|
Hmm. That seems like a bug in the condor_restart tool. It doesn't know about the JOB_ROUTER apparently.
-tj
From: Stefano Belforte <stefano.belforte@xxxxxxx>
Sent: Monday, March 23, 2026 5:41 AM
To: John M Knoeller <johnkn@xxxxxxxxxxx>; HTCondor-Users Mail List <htcondor-users@xxxxxxxxxxx>
Cc: stefano.belforte@xxxxxxx <stefano.belforte@xxxxxxx>
Subject: Re: [HTCondor-users] how to restart JobRouter ?
HI John, about this
On 20/03/2026 21:50, John M Knoeller wrote:
I would be curious to know what was in the MasterLog after you ran "condor_restart -daemon JOB_ROUTER", although it would be more helpful if you first added
MASTER_DEBUG = $(MASTER_DEBUG) D_CAT D_COMMAND:1
it is as simple as: nothing is logged by master.

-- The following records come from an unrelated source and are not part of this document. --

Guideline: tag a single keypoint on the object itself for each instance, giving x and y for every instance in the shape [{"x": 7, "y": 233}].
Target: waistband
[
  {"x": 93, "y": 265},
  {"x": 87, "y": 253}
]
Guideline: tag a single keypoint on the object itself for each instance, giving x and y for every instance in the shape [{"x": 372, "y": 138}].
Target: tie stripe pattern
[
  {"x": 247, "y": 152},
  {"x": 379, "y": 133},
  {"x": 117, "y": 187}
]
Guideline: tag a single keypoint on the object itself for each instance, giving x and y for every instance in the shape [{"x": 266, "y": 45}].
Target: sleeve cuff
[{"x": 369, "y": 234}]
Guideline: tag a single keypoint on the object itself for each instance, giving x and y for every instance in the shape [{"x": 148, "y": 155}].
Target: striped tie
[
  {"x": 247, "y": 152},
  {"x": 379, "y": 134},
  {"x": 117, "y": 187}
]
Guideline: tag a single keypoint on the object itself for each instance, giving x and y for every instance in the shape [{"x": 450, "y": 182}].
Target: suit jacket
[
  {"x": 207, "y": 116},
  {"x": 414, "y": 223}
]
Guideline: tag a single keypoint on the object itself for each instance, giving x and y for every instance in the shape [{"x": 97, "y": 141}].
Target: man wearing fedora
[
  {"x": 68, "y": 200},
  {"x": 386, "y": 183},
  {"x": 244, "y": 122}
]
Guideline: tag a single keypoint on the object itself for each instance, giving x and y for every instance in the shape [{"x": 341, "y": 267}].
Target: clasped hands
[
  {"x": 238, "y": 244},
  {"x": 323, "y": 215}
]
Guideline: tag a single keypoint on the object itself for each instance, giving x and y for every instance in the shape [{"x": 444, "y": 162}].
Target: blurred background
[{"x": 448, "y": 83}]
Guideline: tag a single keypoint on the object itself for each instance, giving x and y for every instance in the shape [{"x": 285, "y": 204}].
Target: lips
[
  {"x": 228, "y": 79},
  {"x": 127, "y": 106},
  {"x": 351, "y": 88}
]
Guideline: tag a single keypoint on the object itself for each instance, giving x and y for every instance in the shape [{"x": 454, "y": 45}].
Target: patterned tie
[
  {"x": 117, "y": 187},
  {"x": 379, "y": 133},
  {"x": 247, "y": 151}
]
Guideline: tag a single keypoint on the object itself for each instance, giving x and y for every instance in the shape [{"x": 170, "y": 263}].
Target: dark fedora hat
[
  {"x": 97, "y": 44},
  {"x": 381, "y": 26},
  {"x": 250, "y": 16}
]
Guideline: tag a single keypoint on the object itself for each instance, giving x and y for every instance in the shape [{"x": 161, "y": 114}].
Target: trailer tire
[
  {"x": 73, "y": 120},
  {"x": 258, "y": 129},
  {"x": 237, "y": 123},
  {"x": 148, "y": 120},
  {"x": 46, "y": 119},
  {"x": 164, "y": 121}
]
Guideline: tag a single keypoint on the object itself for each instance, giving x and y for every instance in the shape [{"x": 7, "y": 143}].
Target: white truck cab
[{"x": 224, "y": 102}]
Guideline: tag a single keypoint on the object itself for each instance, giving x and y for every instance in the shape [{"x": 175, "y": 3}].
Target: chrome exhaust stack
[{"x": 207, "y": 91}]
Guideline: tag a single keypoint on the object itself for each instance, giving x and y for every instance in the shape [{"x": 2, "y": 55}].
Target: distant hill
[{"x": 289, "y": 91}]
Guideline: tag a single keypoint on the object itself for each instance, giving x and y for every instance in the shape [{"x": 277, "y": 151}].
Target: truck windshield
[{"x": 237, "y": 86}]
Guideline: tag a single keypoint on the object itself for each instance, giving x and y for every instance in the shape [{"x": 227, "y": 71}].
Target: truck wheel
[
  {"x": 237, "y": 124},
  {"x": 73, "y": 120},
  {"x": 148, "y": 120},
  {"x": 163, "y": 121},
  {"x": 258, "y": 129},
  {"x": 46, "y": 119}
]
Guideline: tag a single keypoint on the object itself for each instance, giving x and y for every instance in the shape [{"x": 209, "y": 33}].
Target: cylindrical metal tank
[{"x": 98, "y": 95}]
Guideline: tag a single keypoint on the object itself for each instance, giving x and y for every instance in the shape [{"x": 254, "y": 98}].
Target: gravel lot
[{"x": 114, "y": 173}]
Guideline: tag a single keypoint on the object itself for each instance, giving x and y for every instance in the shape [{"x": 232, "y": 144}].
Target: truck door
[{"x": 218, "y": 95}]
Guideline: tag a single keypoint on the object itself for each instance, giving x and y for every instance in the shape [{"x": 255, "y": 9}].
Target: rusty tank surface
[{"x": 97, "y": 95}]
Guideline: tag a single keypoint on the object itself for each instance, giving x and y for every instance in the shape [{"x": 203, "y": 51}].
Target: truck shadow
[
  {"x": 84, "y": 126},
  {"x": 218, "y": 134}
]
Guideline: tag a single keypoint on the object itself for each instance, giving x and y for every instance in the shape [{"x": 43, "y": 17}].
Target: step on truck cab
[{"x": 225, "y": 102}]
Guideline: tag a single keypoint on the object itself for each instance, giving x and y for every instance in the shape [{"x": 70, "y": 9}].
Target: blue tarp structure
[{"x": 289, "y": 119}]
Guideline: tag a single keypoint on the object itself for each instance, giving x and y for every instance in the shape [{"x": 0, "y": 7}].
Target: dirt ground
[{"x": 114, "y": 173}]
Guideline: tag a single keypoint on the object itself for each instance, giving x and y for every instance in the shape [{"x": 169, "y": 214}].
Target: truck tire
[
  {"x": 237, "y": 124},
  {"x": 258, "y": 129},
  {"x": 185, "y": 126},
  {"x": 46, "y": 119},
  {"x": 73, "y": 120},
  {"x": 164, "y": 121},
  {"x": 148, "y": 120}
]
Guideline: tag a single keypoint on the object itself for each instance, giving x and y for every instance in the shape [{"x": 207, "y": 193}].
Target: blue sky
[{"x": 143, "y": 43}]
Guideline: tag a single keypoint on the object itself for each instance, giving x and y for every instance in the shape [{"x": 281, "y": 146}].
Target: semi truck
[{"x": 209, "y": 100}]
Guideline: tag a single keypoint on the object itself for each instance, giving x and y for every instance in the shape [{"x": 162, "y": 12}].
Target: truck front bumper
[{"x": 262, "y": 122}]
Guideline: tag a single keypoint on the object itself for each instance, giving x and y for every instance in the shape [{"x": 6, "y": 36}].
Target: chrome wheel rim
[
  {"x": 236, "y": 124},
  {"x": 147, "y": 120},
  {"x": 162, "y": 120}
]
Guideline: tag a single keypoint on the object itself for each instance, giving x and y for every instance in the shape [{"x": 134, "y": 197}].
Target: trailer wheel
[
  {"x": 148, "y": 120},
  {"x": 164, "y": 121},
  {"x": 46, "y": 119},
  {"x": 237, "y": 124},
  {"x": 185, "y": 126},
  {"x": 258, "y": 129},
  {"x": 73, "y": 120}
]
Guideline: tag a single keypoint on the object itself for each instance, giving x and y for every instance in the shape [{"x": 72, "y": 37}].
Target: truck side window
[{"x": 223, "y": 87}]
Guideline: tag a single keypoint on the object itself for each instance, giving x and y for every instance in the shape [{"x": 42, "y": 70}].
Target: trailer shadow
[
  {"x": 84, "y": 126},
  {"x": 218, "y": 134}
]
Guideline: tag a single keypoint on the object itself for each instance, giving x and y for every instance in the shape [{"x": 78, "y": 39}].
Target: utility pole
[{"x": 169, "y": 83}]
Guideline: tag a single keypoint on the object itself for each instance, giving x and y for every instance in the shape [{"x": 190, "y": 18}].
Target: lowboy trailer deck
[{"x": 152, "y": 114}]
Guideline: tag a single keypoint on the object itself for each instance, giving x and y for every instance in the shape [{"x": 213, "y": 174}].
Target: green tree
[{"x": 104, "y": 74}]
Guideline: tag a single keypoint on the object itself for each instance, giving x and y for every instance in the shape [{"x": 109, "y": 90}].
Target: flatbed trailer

It looks like the command
fails early and makes no attempt to talk to anybody:
[root@vocms0137 condor]# condor_restart -daemon JOB_ROUTER
Can't find address for local JOB_ROUTER
Perhaps you need to query another pool.
[root@vocms0137 condor]
While condor_off JOB_ROUTER (which works) produced
03/23/26 10:37:42 (D_COMMAND) Calling Handler <SharedPortEndpoint::HandleListenerAccept> (0)
03/23/26 10:37:42 (D_COMMAND) Return from Handler <SharedPortEndpoint::HandleListenerAccept> 0.000080s
03/23/26 10:37:42 (D_COMMAND) Calling Handler <DaemonCommandProtocol::WaitForSocketData> (1)
03/23/26 10:37:42 (D_COMMAND) Return from Handler <DaemonCommandProtocol::WaitForSocketData> 0.000458s
03/23/26 10:37:42 (D_COMMAND) Calling Handler <DaemonCommandProtocol::WaitForSocketData> (1)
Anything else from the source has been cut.